Theaterkritik

Beeindruckendes Plastik-Experiment auf der Lichthof-Bühne

„Die Kunststoffwellen“ am Lichthof Theater.

„Die Kunststoffwellen“ am Lichthof Theater.

Foto: Maria Isabel Hagen

Ausgangspunkt der Inszenierung im Haus an der Mendelssohnstraße sind Fragmente aus Virgina Woolfs Roman „Die Wellen“.

Hamburg.  Am Strand. Dämmerung, Meeresrauschen, sanfter Wind. Schön. Maria Isabel Hagen spielt über den Sampler Textfragmente ein, Virginia Woolf, „Die Wellen“: „Die Wellen schlugen gleichmäßig dumpf auf den Strand“, und die elektronische Verfremdung lässt den experimentellen Romantext selbst zur Welle werden, die an- und abschwillt, „die Wellen stürzten, sammelten sich und stürzten wieder“, eine kontinuierliche, sanfte Bewegung, gleichzeitig beruhigend und bedrohlich.

Und im Hintergrund der Lichthof-Bühne baut sich tatsächlich eine Welle auf, ein riesiges Luftkissen aus durchscheinendem Plastik, das langsam gefüllt wird, größer wird und irgendwann den gesamten Bühnenraum ausfüllen wird.

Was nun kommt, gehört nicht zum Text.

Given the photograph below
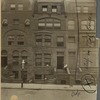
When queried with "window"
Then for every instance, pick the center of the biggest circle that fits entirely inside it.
(16, 21)
(20, 7)
(43, 40)
(60, 60)
(88, 40)
(24, 56)
(39, 40)
(49, 23)
(43, 59)
(5, 22)
(4, 58)
(27, 22)
(78, 9)
(15, 74)
(54, 9)
(47, 59)
(12, 6)
(15, 57)
(20, 43)
(44, 8)
(20, 39)
(60, 41)
(41, 25)
(71, 25)
(71, 59)
(38, 59)
(71, 39)
(37, 76)
(47, 40)
(11, 39)
(87, 25)
(85, 9)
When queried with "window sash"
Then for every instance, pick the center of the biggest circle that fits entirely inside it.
(20, 6)
(12, 6)
(44, 8)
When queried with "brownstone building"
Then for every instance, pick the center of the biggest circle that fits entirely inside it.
(48, 35)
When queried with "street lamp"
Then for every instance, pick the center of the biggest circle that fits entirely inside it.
(23, 63)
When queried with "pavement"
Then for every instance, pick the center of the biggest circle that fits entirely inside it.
(45, 86)
(13, 91)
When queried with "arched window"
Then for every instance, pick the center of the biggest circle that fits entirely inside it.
(3, 58)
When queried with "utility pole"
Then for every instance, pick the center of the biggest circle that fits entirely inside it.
(22, 74)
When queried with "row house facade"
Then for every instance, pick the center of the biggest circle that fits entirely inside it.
(49, 36)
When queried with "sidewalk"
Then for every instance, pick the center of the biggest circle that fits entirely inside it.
(44, 86)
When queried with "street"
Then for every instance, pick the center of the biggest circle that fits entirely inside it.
(39, 94)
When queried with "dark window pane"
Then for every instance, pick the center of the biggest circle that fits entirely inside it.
(20, 43)
(38, 76)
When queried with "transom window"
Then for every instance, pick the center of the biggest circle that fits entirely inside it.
(15, 39)
(20, 7)
(45, 8)
(54, 9)
(71, 24)
(12, 6)
(85, 9)
(16, 21)
(60, 41)
(43, 59)
(49, 23)
(11, 39)
(87, 25)
(71, 39)
(43, 40)
(78, 9)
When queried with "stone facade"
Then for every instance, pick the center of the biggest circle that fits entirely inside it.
(49, 35)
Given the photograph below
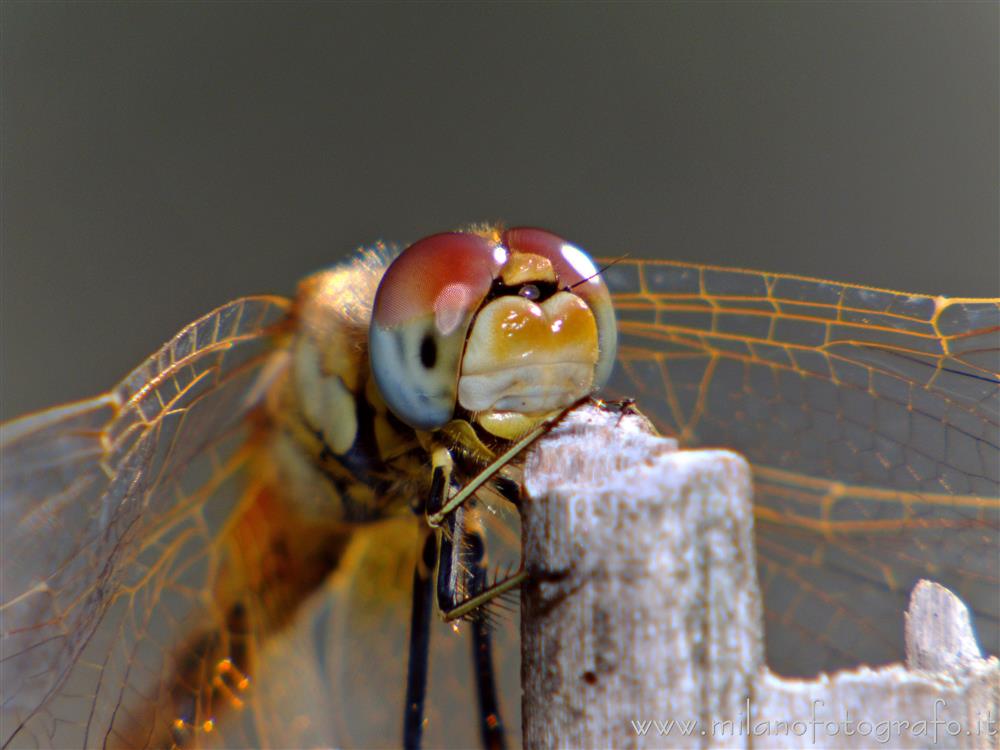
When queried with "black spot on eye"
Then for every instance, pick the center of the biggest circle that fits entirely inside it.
(428, 352)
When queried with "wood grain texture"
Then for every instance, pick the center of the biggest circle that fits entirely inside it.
(642, 623)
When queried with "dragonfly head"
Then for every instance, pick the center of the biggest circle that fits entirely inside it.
(507, 326)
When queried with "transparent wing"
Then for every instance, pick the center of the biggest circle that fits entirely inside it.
(103, 536)
(872, 420)
(337, 676)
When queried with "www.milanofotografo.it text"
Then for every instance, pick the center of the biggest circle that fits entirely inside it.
(817, 728)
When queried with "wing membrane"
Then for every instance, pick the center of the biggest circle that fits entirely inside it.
(103, 543)
(871, 418)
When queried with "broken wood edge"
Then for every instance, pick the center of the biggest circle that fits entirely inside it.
(643, 608)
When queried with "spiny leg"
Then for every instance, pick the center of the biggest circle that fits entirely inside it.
(420, 630)
(490, 726)
(462, 569)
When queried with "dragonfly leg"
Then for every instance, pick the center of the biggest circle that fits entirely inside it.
(420, 630)
(490, 726)
(461, 567)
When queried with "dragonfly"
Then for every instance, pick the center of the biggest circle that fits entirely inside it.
(243, 542)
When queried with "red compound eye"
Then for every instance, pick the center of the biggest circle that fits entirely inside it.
(448, 271)
(423, 308)
(576, 271)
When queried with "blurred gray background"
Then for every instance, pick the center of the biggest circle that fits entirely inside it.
(160, 159)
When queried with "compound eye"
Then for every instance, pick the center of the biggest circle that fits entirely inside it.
(423, 308)
(578, 273)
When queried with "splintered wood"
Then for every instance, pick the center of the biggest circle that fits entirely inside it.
(642, 624)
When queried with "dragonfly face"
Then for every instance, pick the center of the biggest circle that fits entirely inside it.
(220, 550)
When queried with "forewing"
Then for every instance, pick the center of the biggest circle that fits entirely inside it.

„Die Kunststoffwellen“ von Hagen und Konstantin Bessonov ist weniger Inszenierung sondern Installation, die ihren Reiz mehr durch ihr aufwendiges Bühnenarrangement entwickelt als durch Aktion: Zunächst wabern Passagen aus Woolfs Roman durch den Raum, dann beginnt Bessonov, einzelne Bühnenelemente aufzubauen, Kabel zu verlegen, Mikrofone aufzustellen. Erst in einem zweiten Schritt erhalten die beiden Performer Konturen, flüstern (weiterhin elektronisch verfremdet) in die Mikros.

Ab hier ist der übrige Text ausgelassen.